Morgan Stanley believes that this round of price increases has not yet peaked - it is still in the middle of the upward cycle.


With capacity tightness far exceeding expectations, many companies' profit forecasts remain stuck on old data. Once the market realizes how tight the reality is, the stock prices and profits of related chip companies are expected to rise sharply, bringing obvious investment opportunities.


04


Bet on memory leaders and lay out server ecology

对半导体股投资者:

SK hynix: 2026-2027 EPS forecast raised by 24%/32%, target price of 1.3 million won (+43% space); Samsung Electronics: The target price rose to 251,000 won, maintaining "overweight"; Micron (MU): Although not highlighted in the report, the global DRAM giants have benefited simultaneously; Domestic substitution concerns: If Changxin Storage, GigaDevice Innovation, etc. can cut into the server supply chain, the elasticity is huge.

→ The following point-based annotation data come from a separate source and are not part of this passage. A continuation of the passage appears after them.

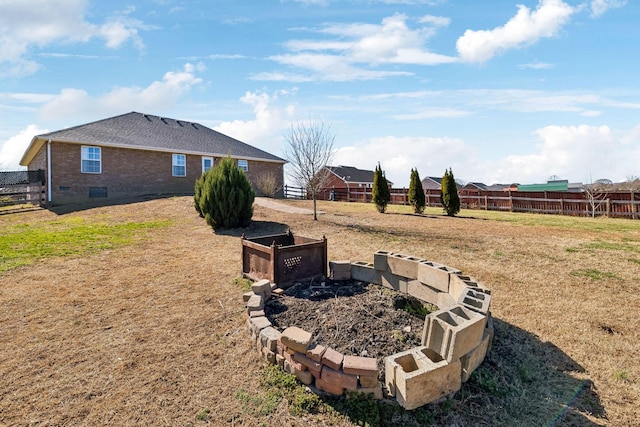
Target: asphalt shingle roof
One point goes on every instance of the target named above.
(145, 131)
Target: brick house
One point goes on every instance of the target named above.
(343, 177)
(137, 154)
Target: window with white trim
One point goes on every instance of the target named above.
(91, 159)
(207, 163)
(179, 165)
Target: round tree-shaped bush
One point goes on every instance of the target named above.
(224, 196)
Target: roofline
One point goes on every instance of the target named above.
(35, 146)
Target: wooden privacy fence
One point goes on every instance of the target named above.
(624, 204)
(22, 187)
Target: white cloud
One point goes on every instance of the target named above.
(159, 94)
(355, 49)
(438, 21)
(536, 66)
(265, 129)
(397, 155)
(40, 23)
(525, 28)
(578, 153)
(599, 7)
(13, 148)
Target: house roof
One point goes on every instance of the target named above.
(351, 174)
(147, 132)
(475, 186)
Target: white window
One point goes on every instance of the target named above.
(207, 163)
(179, 165)
(91, 159)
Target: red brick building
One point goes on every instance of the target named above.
(137, 154)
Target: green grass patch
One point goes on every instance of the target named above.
(24, 244)
(593, 274)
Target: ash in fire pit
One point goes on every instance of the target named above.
(352, 317)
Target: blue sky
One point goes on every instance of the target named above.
(500, 91)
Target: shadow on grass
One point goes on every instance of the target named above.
(255, 229)
(522, 382)
(102, 202)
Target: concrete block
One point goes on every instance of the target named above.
(474, 283)
(246, 296)
(423, 292)
(296, 339)
(269, 337)
(454, 332)
(458, 286)
(476, 301)
(391, 281)
(315, 352)
(445, 301)
(325, 386)
(309, 363)
(339, 378)
(332, 359)
(435, 275)
(376, 391)
(356, 365)
(269, 355)
(305, 377)
(404, 265)
(474, 358)
(255, 303)
(340, 270)
(368, 381)
(420, 376)
(365, 272)
(257, 324)
(490, 330)
(262, 287)
(380, 262)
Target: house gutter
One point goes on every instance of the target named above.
(49, 171)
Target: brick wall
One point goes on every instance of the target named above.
(126, 173)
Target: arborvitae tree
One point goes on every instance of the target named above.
(449, 194)
(197, 193)
(226, 197)
(380, 192)
(416, 192)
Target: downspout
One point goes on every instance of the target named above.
(49, 171)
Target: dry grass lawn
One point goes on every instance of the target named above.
(153, 332)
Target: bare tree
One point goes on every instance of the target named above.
(309, 150)
(596, 194)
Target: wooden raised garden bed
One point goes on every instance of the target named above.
(283, 258)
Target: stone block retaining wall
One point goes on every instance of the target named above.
(455, 339)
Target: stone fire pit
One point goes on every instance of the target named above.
(454, 340)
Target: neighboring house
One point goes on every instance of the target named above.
(137, 154)
(343, 177)
(432, 183)
(474, 187)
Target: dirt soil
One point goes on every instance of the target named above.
(154, 333)
(354, 318)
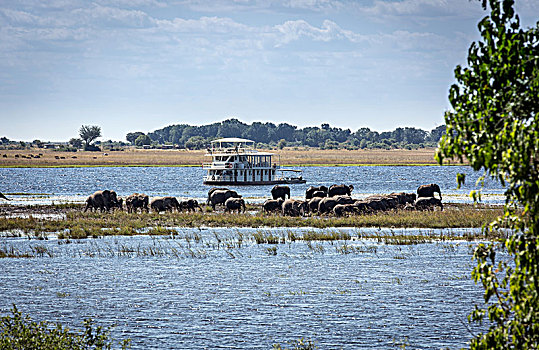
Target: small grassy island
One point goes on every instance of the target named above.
(69, 220)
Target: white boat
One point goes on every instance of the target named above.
(235, 161)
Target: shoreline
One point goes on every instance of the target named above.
(70, 221)
(40, 158)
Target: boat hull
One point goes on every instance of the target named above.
(255, 183)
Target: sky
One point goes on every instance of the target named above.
(140, 65)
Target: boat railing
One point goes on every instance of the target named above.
(231, 150)
(230, 165)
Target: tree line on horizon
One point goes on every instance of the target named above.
(281, 135)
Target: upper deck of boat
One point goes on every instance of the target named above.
(234, 146)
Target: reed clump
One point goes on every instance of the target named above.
(78, 224)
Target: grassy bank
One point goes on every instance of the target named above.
(136, 157)
(71, 222)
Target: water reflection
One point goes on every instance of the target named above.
(217, 288)
(48, 185)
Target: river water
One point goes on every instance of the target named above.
(46, 185)
(217, 288)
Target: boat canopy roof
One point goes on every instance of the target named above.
(232, 140)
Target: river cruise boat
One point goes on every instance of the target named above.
(235, 161)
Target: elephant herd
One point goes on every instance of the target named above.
(335, 200)
(107, 200)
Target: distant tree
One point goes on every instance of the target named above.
(37, 143)
(231, 128)
(132, 136)
(195, 142)
(143, 140)
(75, 142)
(88, 133)
(436, 134)
(494, 125)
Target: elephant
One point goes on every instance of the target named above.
(342, 209)
(428, 203)
(279, 191)
(312, 189)
(135, 201)
(273, 205)
(189, 204)
(232, 204)
(119, 204)
(361, 207)
(160, 204)
(327, 204)
(312, 204)
(294, 207)
(376, 204)
(403, 198)
(319, 194)
(340, 190)
(220, 197)
(428, 191)
(213, 189)
(102, 200)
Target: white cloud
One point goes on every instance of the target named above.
(296, 30)
(423, 8)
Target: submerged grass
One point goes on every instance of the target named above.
(77, 224)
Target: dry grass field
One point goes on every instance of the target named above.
(137, 157)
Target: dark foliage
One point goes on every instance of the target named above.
(270, 134)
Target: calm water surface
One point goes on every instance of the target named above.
(75, 184)
(217, 288)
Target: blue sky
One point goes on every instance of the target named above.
(139, 65)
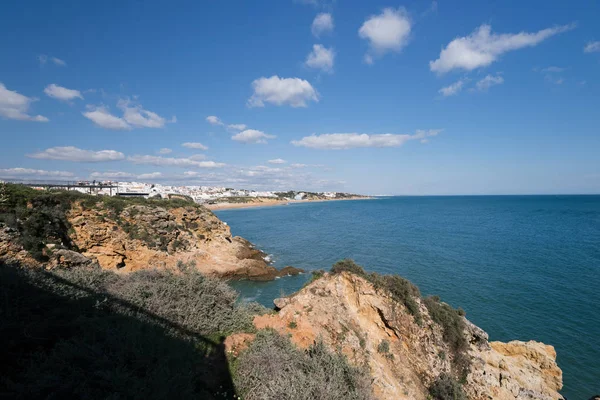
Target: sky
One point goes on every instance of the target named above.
(373, 97)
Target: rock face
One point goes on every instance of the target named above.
(348, 313)
(155, 237)
(147, 236)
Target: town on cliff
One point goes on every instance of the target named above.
(113, 297)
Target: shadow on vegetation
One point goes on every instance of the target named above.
(64, 340)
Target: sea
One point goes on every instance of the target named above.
(522, 267)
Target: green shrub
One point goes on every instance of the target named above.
(446, 388)
(89, 333)
(453, 327)
(383, 347)
(273, 368)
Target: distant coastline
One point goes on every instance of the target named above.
(271, 203)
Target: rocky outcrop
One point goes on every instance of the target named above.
(403, 357)
(144, 236)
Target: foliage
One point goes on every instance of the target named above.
(383, 347)
(88, 333)
(40, 216)
(273, 368)
(453, 326)
(446, 388)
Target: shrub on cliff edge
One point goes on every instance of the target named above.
(89, 333)
(273, 368)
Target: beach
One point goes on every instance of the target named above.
(271, 203)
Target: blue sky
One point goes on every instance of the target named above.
(413, 97)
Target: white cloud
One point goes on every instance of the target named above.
(252, 136)
(592, 47)
(104, 119)
(553, 69)
(343, 141)
(236, 127)
(453, 89)
(277, 161)
(489, 81)
(482, 47)
(295, 92)
(28, 172)
(136, 116)
(385, 32)
(119, 175)
(151, 175)
(322, 23)
(112, 175)
(195, 145)
(173, 162)
(62, 93)
(214, 120)
(14, 105)
(71, 153)
(321, 58)
(59, 62)
(43, 59)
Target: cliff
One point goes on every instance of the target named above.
(126, 235)
(405, 355)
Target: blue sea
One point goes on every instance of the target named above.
(523, 267)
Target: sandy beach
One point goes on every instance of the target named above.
(270, 203)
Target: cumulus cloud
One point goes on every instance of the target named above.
(344, 141)
(62, 93)
(482, 47)
(321, 58)
(150, 176)
(100, 116)
(592, 47)
(173, 162)
(112, 175)
(43, 59)
(195, 145)
(453, 89)
(489, 81)
(236, 127)
(322, 23)
(252, 136)
(28, 173)
(71, 153)
(553, 69)
(294, 92)
(213, 120)
(136, 116)
(385, 32)
(14, 105)
(277, 161)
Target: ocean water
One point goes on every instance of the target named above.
(523, 267)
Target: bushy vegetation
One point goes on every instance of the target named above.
(40, 216)
(88, 333)
(446, 388)
(453, 326)
(273, 368)
(401, 290)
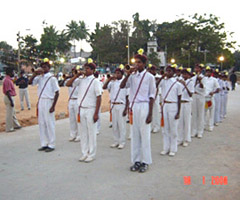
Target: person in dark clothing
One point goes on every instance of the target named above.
(22, 82)
(233, 79)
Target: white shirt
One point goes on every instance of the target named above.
(51, 87)
(197, 88)
(190, 86)
(211, 84)
(113, 88)
(147, 89)
(94, 91)
(175, 91)
(70, 90)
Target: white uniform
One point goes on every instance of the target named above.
(73, 111)
(118, 106)
(170, 132)
(87, 127)
(217, 99)
(198, 107)
(211, 86)
(184, 126)
(46, 120)
(225, 97)
(156, 112)
(141, 136)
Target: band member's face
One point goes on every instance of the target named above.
(118, 75)
(45, 68)
(88, 71)
(169, 72)
(139, 64)
(208, 73)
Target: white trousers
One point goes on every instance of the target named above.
(209, 115)
(141, 134)
(156, 116)
(184, 126)
(222, 102)
(46, 121)
(24, 93)
(119, 124)
(88, 132)
(73, 112)
(225, 99)
(198, 109)
(170, 132)
(11, 120)
(217, 99)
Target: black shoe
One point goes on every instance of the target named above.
(135, 167)
(49, 149)
(143, 168)
(43, 148)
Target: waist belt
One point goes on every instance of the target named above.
(117, 103)
(169, 102)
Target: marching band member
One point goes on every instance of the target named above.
(89, 101)
(141, 96)
(48, 93)
(212, 87)
(155, 125)
(225, 96)
(217, 99)
(119, 106)
(73, 109)
(198, 103)
(184, 134)
(171, 105)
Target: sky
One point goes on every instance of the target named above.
(27, 16)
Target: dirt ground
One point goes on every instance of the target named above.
(28, 117)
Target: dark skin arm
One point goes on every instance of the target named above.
(149, 117)
(98, 104)
(10, 98)
(126, 107)
(179, 107)
(52, 109)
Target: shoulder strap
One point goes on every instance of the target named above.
(86, 91)
(138, 90)
(70, 96)
(44, 87)
(169, 91)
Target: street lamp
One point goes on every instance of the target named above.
(172, 60)
(221, 59)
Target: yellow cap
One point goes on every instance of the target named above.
(90, 60)
(140, 51)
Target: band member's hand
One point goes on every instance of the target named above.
(124, 112)
(149, 119)
(95, 118)
(177, 116)
(52, 109)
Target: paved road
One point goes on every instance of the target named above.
(26, 174)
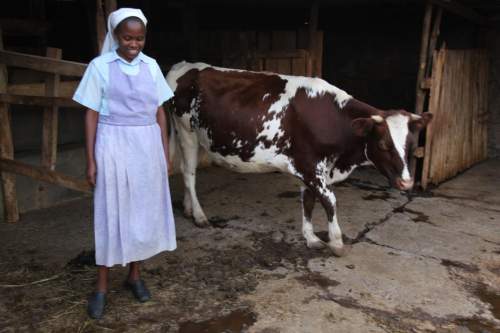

Mapping of the science and technology industry chain:

High-core CPU manufacturers: AMD (EPYC accounts for more than 40%), Intel (demand for Sapphire Rapids surges); Server OEMs: Inspur, Ningchang, and Supermicro orders are expected to explode; Rising cost pressure on cloud vendors: Alibaba Cloud, Tencent Cloud, and AWS may accelerate price increases to pass on costs.


Risk warning:

If the popularity of AI agents is slower than expected, memory demand may fall in stages; The expansion cycle of memory chips is about 12-18 months, and if production capacity is released in 2027, it may trigger a price correction.